1. The manuscript currently reports “p<0.05” without showing confidence bounds, which weakens the claims. Please report exact 95% confidence intervals for all effect sizes: the change in Gompertz slope (ΔG), hazard ratios or time-ratios from survival models, and changes in median and maximum lifespan. For datasets obtained via digitization, add bootstrap-based confidence intervals (e.g. 1,000 resamples of event times with jitter to reflect digitization error). Present these CIs alongside p-values so readers can see both the precision and the uncertainty in the estimates.

2. The survival comparisons rely entirely on ΔG, but readers will expect standard survival tests as a cross-check. Please add a log-rank test (with age as the time scale) to provide a non-parametric p-value for each comparison. In addition, report an accelerated failure time (AFT) model using Gompertz or Gompertz–Makeham distributions, which yields a time-ratio (e.g. “treated mice lived 1.22× longer, 95% CI …”). Present these results alongside ΔG so the slope-based inference is complemented by conventional survival metrics. This makes the statistical evidence clearer and easier to compare across studies.

3. The text asserts that telomerase activation did not increase cancer incidence, but no numbers are shown, so the claim isn’t verifiable. Please provide a simple table of gross pathology and histopathology tumor incidence by study arm (treated vs. control) for each dataset. For each comparison, report a risk ratio with a 95% confidence interval (Clopper–Pearson exact if counts are small). If the sample size is too low to draw reliable conclusions (e.g., n<30 per arm or <5 tumors per group), state this explicitly as an underpowered analysis. This ensures that the “no cancer increase” claim is evidence-based and transparently qualified.

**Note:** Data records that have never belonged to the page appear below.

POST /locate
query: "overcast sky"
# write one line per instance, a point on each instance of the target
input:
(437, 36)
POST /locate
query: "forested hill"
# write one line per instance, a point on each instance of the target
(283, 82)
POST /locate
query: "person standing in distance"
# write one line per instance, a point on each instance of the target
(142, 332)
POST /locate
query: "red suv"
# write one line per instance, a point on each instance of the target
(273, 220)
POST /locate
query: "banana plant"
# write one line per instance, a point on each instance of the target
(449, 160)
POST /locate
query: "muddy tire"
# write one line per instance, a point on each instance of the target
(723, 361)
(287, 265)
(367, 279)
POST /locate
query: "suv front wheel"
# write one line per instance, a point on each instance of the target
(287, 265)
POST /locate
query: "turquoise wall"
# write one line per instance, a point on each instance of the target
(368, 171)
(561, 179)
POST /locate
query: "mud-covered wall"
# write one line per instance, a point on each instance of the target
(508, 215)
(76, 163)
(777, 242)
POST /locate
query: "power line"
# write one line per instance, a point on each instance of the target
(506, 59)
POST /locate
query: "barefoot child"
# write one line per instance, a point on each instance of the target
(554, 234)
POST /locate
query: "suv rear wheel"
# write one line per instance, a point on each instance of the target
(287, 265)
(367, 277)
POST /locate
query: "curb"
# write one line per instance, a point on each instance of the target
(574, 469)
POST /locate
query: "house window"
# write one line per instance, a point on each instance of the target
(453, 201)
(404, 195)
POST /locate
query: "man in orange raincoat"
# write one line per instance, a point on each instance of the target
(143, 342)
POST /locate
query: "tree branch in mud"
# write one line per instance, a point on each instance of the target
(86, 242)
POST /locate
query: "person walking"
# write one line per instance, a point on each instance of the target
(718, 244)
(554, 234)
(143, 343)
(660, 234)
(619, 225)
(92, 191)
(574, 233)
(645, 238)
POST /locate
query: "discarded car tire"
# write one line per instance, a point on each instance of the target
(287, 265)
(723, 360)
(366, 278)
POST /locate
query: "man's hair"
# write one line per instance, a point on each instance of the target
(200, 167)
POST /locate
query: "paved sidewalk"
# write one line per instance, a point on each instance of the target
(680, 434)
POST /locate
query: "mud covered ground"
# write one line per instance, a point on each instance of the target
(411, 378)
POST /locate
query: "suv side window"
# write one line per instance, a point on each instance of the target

Conclusions and limitations discussed

The mouse studies are consistent with, but do not yet prove, a reduction in actuarial slope under telomerase activation. The strongest evidence comes from the CMV-TERT and knock-in datasets, but the effect size and significance remain uncertain because of methodological issues: survival curves were fit by least-squares rather than maximum likelihood, censoring and left-truncation were ignored, Makeham and frailty terms were omitted, and digitization error was not propagated. These factors could easily shift or inflate ΔG estimates. The most serious vulnerability is model mis-specification (particularly unmodeled Makeham/frailty structure) compounded by digitization noise. What would move the paper from “plausible” to “compelling” is a reanalysis that (i) uses MLE-based parametric survival models with truncation and censoring handled correctly, (ii) tests Gompertz–Makeham and frailty alternatives, (iii) stratifies by cohort/sex rather than pooling, and (iv) quantifies digitization uncertainty. If ΔG remains significant with coherent confidence intervals across these models, the core claim would be much stronger.

Concluding remarks

This is a bold and promising idea, but the inference needs tightening. The quickest way forward is: (1) re-fit survival with MLE (Gompertz–Makeham, left-truncation, frailty) and report hazard ratios or ΔG with 95% CIs; (2) test robustness with a two-annotator Monte Carlo/bootstrapped digitization sensitivity; (3) provide a short analytic derivation of the ΔG=α/(1+(n−1)α) relation, correcting the 10%→12.5% cross-talk example and specifying the mortality link h(t)=∑AᵢPᵢ(t). If implemented, these steps will likely yield slightly smaller but still positive ΔG effects, and position the paper as a more rigorous foundation for the claim that aging can be slowed via single-process interventions.

Competing interests

The author declares that they have no competing interests.